An Impending near-term Breakout?
Corporate earnings are coming in above street estimates. Over 85% of S&P 500 companies have reported results so far. Around 79% of the big names in the S&P 500 have reported positive EPS surprises, and 75% have reported positive revenue surprises.
Even though stocks are well above the bear-market lows of October 2022, the performances of several mega-cap technology-based names can continue to drive the SPX price higher, at least from a near-term basis. See the 5/1/23 blog, “Are Soldiers not Following the Leaders?” for additional information on mega-cap Tech stocks dominating the SPX year-to-date.
Market internals, including the market breadth indicators, remain narrow. Sector rotations currently favor defensive areas, including utilities, consumer staples, and healthcare, at the expense of the cyclical-related sectors. Investors remain risk-off and cautious from a near to medium-term perspective.
The SPX Index continues with its tight trading range over the past month. The top of the trading range is 4,039.5-4,049, corresponding to the 3/22/23 high, 4/26 and 5/4/23 lows, and 50-day ma. The bottom of the short-term range is 4,187-4,219, coinciding with the 8/22/22 gap-down, 8/26/22, and 2/2/23 highs.
The recent 1-month trading range is unlikely to last much longer. Based on the ability of SPX to successfully rebound from the 50-day ma (4,045) during the recent pullback to 4,049.35 (4/26/23) and a subsequent test of 4,048/28 (5/4/23), this hints at an impending SPX breakout over the near-term (next few days or weeks).
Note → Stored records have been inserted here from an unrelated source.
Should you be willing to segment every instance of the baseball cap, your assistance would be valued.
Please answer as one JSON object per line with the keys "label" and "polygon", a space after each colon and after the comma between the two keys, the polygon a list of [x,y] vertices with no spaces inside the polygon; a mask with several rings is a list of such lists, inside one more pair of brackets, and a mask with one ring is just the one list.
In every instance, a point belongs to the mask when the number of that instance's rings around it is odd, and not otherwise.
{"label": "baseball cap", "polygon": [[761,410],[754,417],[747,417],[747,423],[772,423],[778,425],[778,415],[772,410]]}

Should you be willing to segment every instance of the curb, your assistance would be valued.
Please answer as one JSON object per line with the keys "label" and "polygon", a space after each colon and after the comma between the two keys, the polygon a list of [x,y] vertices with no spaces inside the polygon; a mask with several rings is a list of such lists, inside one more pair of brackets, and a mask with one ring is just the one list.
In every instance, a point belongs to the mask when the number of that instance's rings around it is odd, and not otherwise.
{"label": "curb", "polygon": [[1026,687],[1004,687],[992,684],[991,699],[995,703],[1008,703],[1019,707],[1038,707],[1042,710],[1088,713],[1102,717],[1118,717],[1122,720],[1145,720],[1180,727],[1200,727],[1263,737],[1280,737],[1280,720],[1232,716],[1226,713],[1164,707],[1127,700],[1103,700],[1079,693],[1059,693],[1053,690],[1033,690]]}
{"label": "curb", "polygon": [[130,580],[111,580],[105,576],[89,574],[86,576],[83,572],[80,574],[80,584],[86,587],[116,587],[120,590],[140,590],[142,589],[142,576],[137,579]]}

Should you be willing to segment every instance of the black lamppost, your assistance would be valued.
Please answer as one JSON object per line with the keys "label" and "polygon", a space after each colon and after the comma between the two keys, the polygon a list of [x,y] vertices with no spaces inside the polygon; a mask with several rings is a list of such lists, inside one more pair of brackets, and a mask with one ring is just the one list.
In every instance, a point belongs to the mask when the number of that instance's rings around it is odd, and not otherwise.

A convincing move above 4,187-4,195.44 (2/2 and 5/1/23 highs) confirms the breakout and suggests +137.57 points or an SPX projection to 4,324.5-4,333.
It represents a respectable 4.5% return from today’s SPX closing price (4,138.12). However, unless market breadth expands dramatically, SPX will encounter stubborn secondary resistance at 4,312-4,325, corresponding to the 61.8% retracement from Jan-Oct 2022 decline and the 8/16/22 reaction high.
On the downside, a violation of initial support at 4,039.5-4,049 can also trigger a decline to the pivotal 200-day ma, now rising at 3,971.43. Below this, warns of SPX correction to secondary support at 3,764.5-3,834 (Dec 2022 and Mar 2023 lows and the Nov 2022 uptrend).
In case SPX breech 3,764.5-3,834, this will give way to a retest of medium-term support at 3,584-3,637 (Jun and Sept 2022 lows). The pivotal intermediate-term downside risk is 3,491.58, corresponding to the 10/13/22 reaction low.
Although a retest of the October 2022 low is a remote possibility, it would increase upon the escalation of various geopolitical turmoils, including the Ukraine-Russia war and US-China, US debt ceiling, regional banking turmoil leading to financial contagion, and the Fed tightening too much, triggering a hard landing (recession).
In summary, given the strong seasonality in the Nasdaq Composite Index, NDX 100 Index, and Technology sector and the ability of SPX to maintain key supports, the rally can extend another 4.5% to as high as 4,324.5-4,333 on a convincing breakout above 4,387-4,195.44.
However, SPX is still not out of the woods. Violation of 3,764.5-3,834 also warns of the next round of selling.